Not far from Brethren, the Manistee River Loop Trail is considered a moderate-difficulty hike running 23 miles. Traffic is comparatively light due to its length, mainly, and is considered both kid-friendly and dog-accessible, though dogs will need to be on a leash. The scenery out here is impressive, including the Manistee River for which the trail is named. A waterfall, a creek, suspension bridge, huge amounts of forest, and staggering availability of camping spots along the trail makes this one a highly-versatile winner for an intermediate hike.

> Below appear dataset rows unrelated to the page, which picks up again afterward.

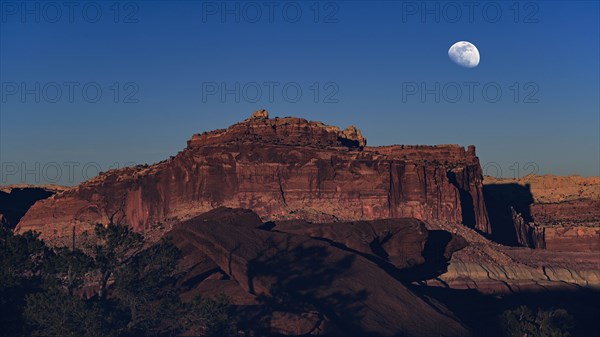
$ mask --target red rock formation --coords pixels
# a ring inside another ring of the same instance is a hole
[[[474,147],[365,145],[355,128],[260,112],[194,135],[169,160],[112,170],[39,202],[18,231],[68,236],[72,225],[81,231],[113,214],[144,230],[229,206],[263,220],[414,217],[490,232]]]
[[[600,200],[534,203],[531,215],[543,230],[538,246],[556,251],[600,251]]]
[[[57,185],[0,186],[0,226],[14,228],[35,202],[66,189]]]
[[[600,227],[543,227],[546,249],[571,252],[599,252]]]
[[[528,224],[525,223],[523,219],[523,215],[521,213],[517,213],[514,208],[510,208],[513,224],[515,226],[515,232],[517,233],[517,242],[522,246],[529,247],[529,228]]]
[[[492,224],[500,227],[494,233],[508,227],[502,214],[515,208],[511,215],[521,245],[557,251],[600,249],[600,177],[486,177],[485,190]]]
[[[264,303],[292,308],[273,317],[275,332],[315,329],[320,315],[297,314],[307,310],[341,329],[336,336],[469,335],[443,306],[413,294],[364,257],[322,240],[256,229],[259,222],[244,220],[240,212],[220,208],[177,224],[170,235],[177,245],[208,256]]]
[[[600,226],[600,200],[579,199],[551,203],[534,203],[531,215],[537,223],[546,226],[583,225]]]
[[[424,280],[428,285],[477,289],[483,293],[600,288],[600,255],[597,251],[556,252],[509,247],[464,226],[439,228],[466,239],[469,245],[452,254],[445,272]],[[429,229],[432,236],[434,231]]]

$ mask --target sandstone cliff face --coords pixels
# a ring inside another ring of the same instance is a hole
[[[600,185],[598,186],[600,188]],[[537,247],[557,251],[600,250],[600,199],[535,203],[531,214],[543,231]]]
[[[109,171],[38,202],[18,231],[56,238],[113,215],[144,230],[228,206],[263,220],[414,217],[490,232],[474,147],[365,145],[354,128],[261,113],[194,135],[169,160]]]
[[[545,227],[544,248],[556,251],[600,251],[600,227]]]

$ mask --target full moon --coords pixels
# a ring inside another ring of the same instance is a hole
[[[471,42],[456,42],[448,50],[448,56],[454,63],[466,68],[475,68],[479,64],[479,50]]]

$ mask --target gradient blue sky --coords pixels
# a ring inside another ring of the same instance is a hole
[[[66,7],[60,8],[58,22],[50,22],[55,8],[44,12],[46,2],[28,2],[29,10],[40,5],[35,22],[35,14],[25,12],[23,19],[24,9],[14,7],[21,1],[1,3],[1,184],[73,184],[94,175],[97,166],[157,162],[183,149],[192,134],[227,127],[259,108],[272,116],[356,125],[369,145],[475,144],[482,165],[494,175],[496,168],[503,176],[524,175],[530,162],[539,173],[600,175],[596,1],[480,2],[472,20],[469,8],[454,2],[462,12],[458,22],[451,22],[456,7],[446,2],[298,2],[297,22],[289,22],[295,3],[280,2],[270,22],[268,5],[253,2],[262,11],[256,23],[249,22],[256,7],[246,7],[244,15],[245,3],[235,1],[227,6],[240,6],[240,22],[234,14],[221,18],[224,2],[119,2],[114,7],[113,1],[97,1],[86,7],[87,16],[82,13],[87,2],[78,2],[73,22]],[[439,22],[431,13],[423,22],[425,5],[440,6]],[[285,6],[288,16],[282,14]],[[98,22],[87,22],[97,8],[102,10]],[[217,14],[208,11],[215,8]],[[491,22],[497,8],[502,13]],[[335,15],[327,17],[333,10]],[[460,40],[479,48],[478,67],[461,68],[449,60],[448,48]],[[33,94],[23,102],[14,84],[34,88],[36,82],[50,91],[44,95],[40,89],[39,103]],[[79,86],[70,102],[66,82],[97,83],[102,96],[86,102]],[[123,102],[135,88],[125,88],[128,82],[139,89],[133,96],[137,103]],[[210,83],[254,90],[248,86],[252,82],[262,88],[258,102],[252,101],[255,91],[240,93],[240,102],[233,95],[203,99]],[[273,102],[265,82],[280,84]],[[333,85],[325,88],[329,82]],[[436,82],[450,90],[446,95],[440,90],[439,103],[433,94],[423,100],[420,89],[403,97],[411,83],[434,88]],[[473,101],[468,82],[480,84]],[[62,87],[56,103],[49,102],[51,83]],[[120,85],[118,103],[114,83]],[[283,96],[286,83],[302,89],[298,102]],[[319,84],[317,103],[314,83]],[[449,83],[462,87],[457,102],[449,101],[455,96]],[[487,96],[485,84],[492,88]],[[502,89],[497,102],[489,101],[494,86]],[[336,88],[334,102],[323,102]],[[536,88],[537,102],[524,102]],[[65,164],[71,162],[79,163],[74,177]],[[60,167],[60,179],[52,163]],[[24,174],[25,169],[38,176]]]

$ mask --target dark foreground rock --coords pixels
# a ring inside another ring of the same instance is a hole
[[[417,219],[310,223],[302,220],[276,221],[272,230],[327,239],[349,249],[373,255],[397,268],[425,262],[428,238],[425,224]]]
[[[426,302],[366,258],[323,240],[258,229],[260,221],[245,212],[218,209],[176,225],[170,234],[188,254],[195,249],[207,256],[247,293],[277,308],[273,331],[469,334],[443,306]]]

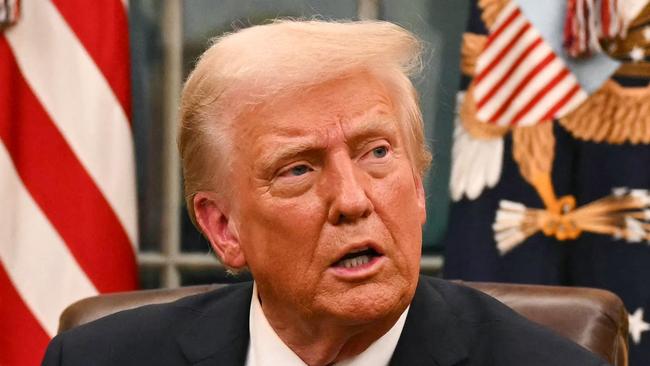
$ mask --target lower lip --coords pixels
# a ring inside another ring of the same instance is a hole
[[[357,267],[345,268],[332,266],[329,270],[341,279],[362,280],[377,273],[385,259],[384,256],[372,257],[368,263]]]

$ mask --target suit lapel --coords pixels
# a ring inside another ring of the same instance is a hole
[[[190,365],[246,363],[252,283],[231,285],[206,296],[205,307],[178,343]],[[197,310],[198,311],[198,310]],[[467,358],[458,322],[434,286],[420,277],[391,365],[453,366]]]
[[[461,324],[438,291],[420,277],[391,365],[452,366],[467,358]]]
[[[231,285],[206,296],[205,307],[178,343],[190,365],[242,366],[246,362],[252,283]]]

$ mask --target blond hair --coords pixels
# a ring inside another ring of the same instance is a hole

This 1.5-mile hike roundtrip has terrain described as hilly, which makes it a bit more of a challenge than your average hike. Once you reach the end of the trail, you will be treated to high-up views from the bluff overlooking Lake Michigan. Proceed with caution—do no descend the bluff because it can be very dangerous.
The Porcupine Mountains near Ontonagon represent a perfect opportunity for hikers thanks to one main reason: an abundance of hiking trails, all of which are interconnected. Thanks to this, hiking through the Porcupine Mountains can be about as easy or as difficult as you want it to be, and can incorporate just about any kind of scenery you could ask for. Commonly regarded as a moderate challenge, though, is the Porcupine Mountains’ Escarpment Trail, running roughly four miles in length—eight miles roundtrip—which offers peaks, lakes, and some impressive 400-foot cliffs.

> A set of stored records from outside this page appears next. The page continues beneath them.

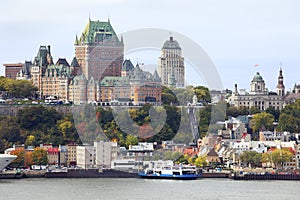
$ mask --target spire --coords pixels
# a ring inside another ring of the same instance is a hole
[[[79,40],[78,40],[77,34],[76,34],[76,37],[75,37],[75,45],[79,45]]]
[[[89,12],[89,22],[91,21],[91,12]]]
[[[161,78],[159,77],[156,70],[153,73],[153,79],[154,79],[154,81],[161,82]]]
[[[283,75],[282,75],[282,64],[280,63],[279,76],[278,76],[278,84],[277,84],[277,94],[279,96],[284,96],[285,86],[283,84]]]

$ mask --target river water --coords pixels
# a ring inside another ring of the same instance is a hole
[[[300,181],[229,179],[19,179],[0,180],[0,200],[284,200],[300,198]]]

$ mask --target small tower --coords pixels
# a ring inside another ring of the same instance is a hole
[[[283,75],[282,75],[282,69],[279,70],[279,76],[278,76],[278,84],[277,84],[277,94],[279,96],[284,96],[284,84],[283,84]]]
[[[192,105],[195,106],[195,105],[197,105],[197,103],[198,103],[198,98],[197,98],[196,93],[194,93]]]

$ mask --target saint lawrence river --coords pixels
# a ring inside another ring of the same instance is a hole
[[[229,179],[19,179],[0,180],[0,199],[299,199],[300,181],[233,181]]]

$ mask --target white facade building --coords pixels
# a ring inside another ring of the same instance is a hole
[[[269,107],[274,109],[282,109],[284,106],[284,85],[282,70],[279,71],[277,93],[269,92],[266,88],[265,81],[257,72],[250,84],[250,92],[238,91],[237,84],[235,90],[228,98],[227,102],[236,107],[256,107],[260,110],[266,110]]]
[[[158,74],[165,86],[184,87],[184,58],[178,42],[170,37],[162,49],[158,60]]]
[[[76,147],[77,166],[83,169],[95,168],[95,148],[94,146]]]
[[[111,162],[117,159],[116,142],[94,142],[95,163],[97,168],[111,168]]]

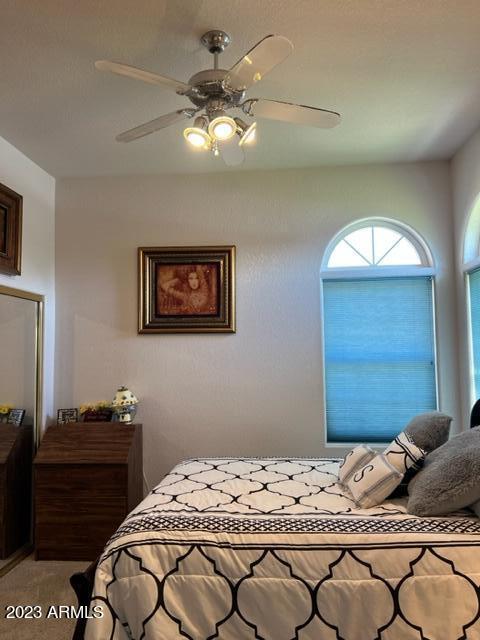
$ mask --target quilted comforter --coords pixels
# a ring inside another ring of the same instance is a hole
[[[337,472],[182,462],[108,543],[87,640],[480,640],[480,520],[357,509]]]

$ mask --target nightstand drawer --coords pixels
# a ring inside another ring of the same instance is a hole
[[[90,560],[123,522],[126,500],[44,497],[35,511],[38,560]]]
[[[87,526],[92,522],[117,523],[115,528],[127,515],[126,498],[57,498],[44,496],[38,498],[35,505],[37,525],[49,524],[57,527],[65,525]],[[112,528],[113,525],[110,525]],[[115,528],[111,533],[115,532]]]
[[[35,491],[40,496],[124,496],[127,468],[117,465],[37,465]]]

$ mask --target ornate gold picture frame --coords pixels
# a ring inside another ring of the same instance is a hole
[[[139,333],[234,333],[235,247],[140,247]]]
[[[22,263],[23,198],[0,184],[0,273],[19,276]]]

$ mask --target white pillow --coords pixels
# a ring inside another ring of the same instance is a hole
[[[400,484],[403,473],[398,471],[383,453],[359,469],[347,483],[357,506],[375,507]]]
[[[400,471],[400,473],[405,473],[411,467],[419,469],[426,454],[423,449],[417,447],[406,431],[402,431],[402,433],[388,445],[383,455],[395,469]]]
[[[355,471],[364,467],[369,460],[375,457],[375,451],[366,444],[359,444],[347,453],[338,469],[338,481],[347,484]]]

A national wildlife refuge near Saginaw, Shiawassee contains three trails within its purview: The Woodland Trail, the Ferguson Bayou Trail, and the Wildlife Drive, a seasonal trail that's accessible by car. The Woodland Trail and Ferguson Bayou Trail should provide a more challenging experience that won't tax hikers too greatly. Both trails run about 4.5 miles worth of walking, and the Woodland Trail is somewhat more primitive. The Ferguson Bayou Trail features graveled roads and several beautiful views. While your definition of “moderate difficulty” may be fluid, the variety of choice seen here should accommodate it, whatever it may be.

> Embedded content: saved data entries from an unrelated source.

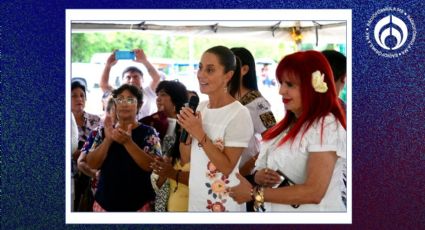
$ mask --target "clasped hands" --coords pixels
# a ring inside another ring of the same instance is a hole
[[[238,204],[242,204],[252,200],[253,186],[245,177],[236,174],[240,183],[236,186],[228,188],[229,196],[233,198]],[[255,183],[263,187],[272,187],[280,182],[280,175],[274,170],[264,168],[255,173]]]
[[[160,177],[172,177],[174,175],[174,168],[171,165],[171,159],[169,157],[155,156],[151,162],[150,167],[153,172]]]
[[[258,170],[255,173],[254,181],[255,183],[264,187],[273,187],[274,185],[281,182],[280,174],[269,168]]]
[[[115,127],[112,124],[111,116],[107,115],[105,118],[105,137],[110,138],[113,141],[116,141],[122,145],[125,145],[129,141],[132,141],[131,138],[131,130],[133,129],[133,125],[129,124],[126,129],[120,127],[117,124]]]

Paint Creek Trail, near Rochester in Oakland County, is something of a rarity in Michigan trails: A trail both owned and managed not by the state, but by a private entity, the Paint Creek Trailways Commission. The first “non-motorized rail-to-trail” in Michigan, it runs 8.9 miles, and was formerly part of the Penn Central Railroad. Now a hiking, biking and walking trail of moderate difficulty due mainly to its length, it will offer a smooth, eight-foot-wide trail that goes through several towns and provides plenty of sights to see along the way.